Despite their wealth and prestige, these retarded offspring of America’s richest families float through life with a cadre of support staff, publicists and handlers. Paris Hilton and the Kardashians are example of people who are famous just for being famous. Though they donate money to charity, it still doesn’t absolve them of douchehood.

This clueless jet set travels the globe and remains in an amniotic sac of luxury, from seaside villas to five star hotels. Their raison d’être is to consume alcohol and cause havoc. We eat this up - every last drop - because we enjoy seeing the high and mighty toppled at their expense.

I have no problem with these spoiled brats dodging the law, skirting responsibility and delaying adulthood.

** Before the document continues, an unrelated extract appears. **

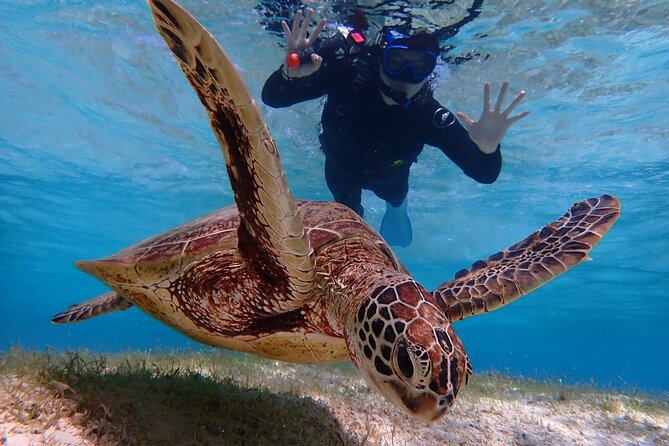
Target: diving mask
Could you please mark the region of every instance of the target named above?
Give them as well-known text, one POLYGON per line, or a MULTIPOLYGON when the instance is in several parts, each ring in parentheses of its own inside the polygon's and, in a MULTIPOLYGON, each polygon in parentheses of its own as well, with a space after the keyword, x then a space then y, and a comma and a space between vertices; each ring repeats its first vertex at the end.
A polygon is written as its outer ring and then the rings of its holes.
POLYGON ((389 79, 419 84, 427 79, 437 65, 438 52, 438 43, 431 35, 421 33, 409 36, 389 30, 385 37, 381 66, 389 79))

They’re not hurting anyone but themselves and their family’s expectations and legacies.

In the movie “Arthur”, Dudley Moore plays the scion of a wealthy family who drinks at night, sleeps with hookers and has an elaborate model train set in his room. He’s a drunken eccentric, an uber-rich manchild and man of leisure. Moore plays the character with falling-down-drunk comic effect.

This depiction doesn’t bother me as much as when these morons with money try to pass as adults. They put themselves out in the public square and run for office, promising to lead us. The problem with this is that these people aren’t leaders at all. They’re stupid. They’re children whose every appetite has been indulged. They’ve never had to work nine-to-five jobs, pay the mortgage and balance a checkbook.

They eventually win the elections, not because of their detailed plans to right society’s wrongs or make America a better place, but because of the size of their bankrolls.

When they finally get into office, they’re clueless, often inarticulate and scraping for a way to pass themselves off as educated and enlightened. So they hire handlers to groom them, to teach them oratory skills and make them better speakers and to make sure they don’t fuck cocktail waitresses on the way out of the convention center.

The left viewed former President George W. Bush as inarticulate, incompetent and ineffective. His communication skills were weak and he often found himself at the end of many verbal gaffes. Though he attended Yale and Harvard, he didn’t come across as one with an Ivy League education. He said he would make decisions “in his gut” and govern from the heart. Bush said he looked into former Russian President Vladimir Putin’s “soul”:

“I was able to get a sense of his soul, a man deeply committed to his country and the best interests of his country,” Bush said during a 2001 visit with Putin.

If anyone else talked like this, they’d be fashioned with a straightjacket and thrown into a rubber room.

These silver spoon simpletons crave power and approval. Their quest is to make mumsy and daddy happy, yet it often ends in disaster, usually with one of them being elected president and some foreign country invaded.

Author William Saroyan wrote, “Good people are good because they’ve come to wisdom through failure.” When you’re given infinite chances and live a life bereft of consequences, when you view the world as your personal plaything and when people are simply a commodity you can buy off, you really haven’t failed. And if you’ve failed, like Bush had when his oil company went broke, others bail you out.

Yet you don’t learn anything. You’re stuck in childhood, lashing out for the attention.

It’s hard for anyone to take you seriously when you’re a martini-drinking dick in an ascot with no real world experience except partying in Cancun and Aspen every year. When your resume consists of all the countries you vomited in and how big the family’s Learjet is, you’re not the one to run for any political office.

This country and world is in turmoil and the people crave real leadership, not manufactured leadership or hollow buzzwords that sound like something from a Tony Robbins motivational seminar. The last thing we want is to stroke the ego of a plutocrat’s son and make him feel better about himself.

If your intentions aren’t selfless, then stay on the family compound, drink Glenlivet and bang another aristocrat. Maybe there’s hope that your kid won’t be a posh hillbilly like you.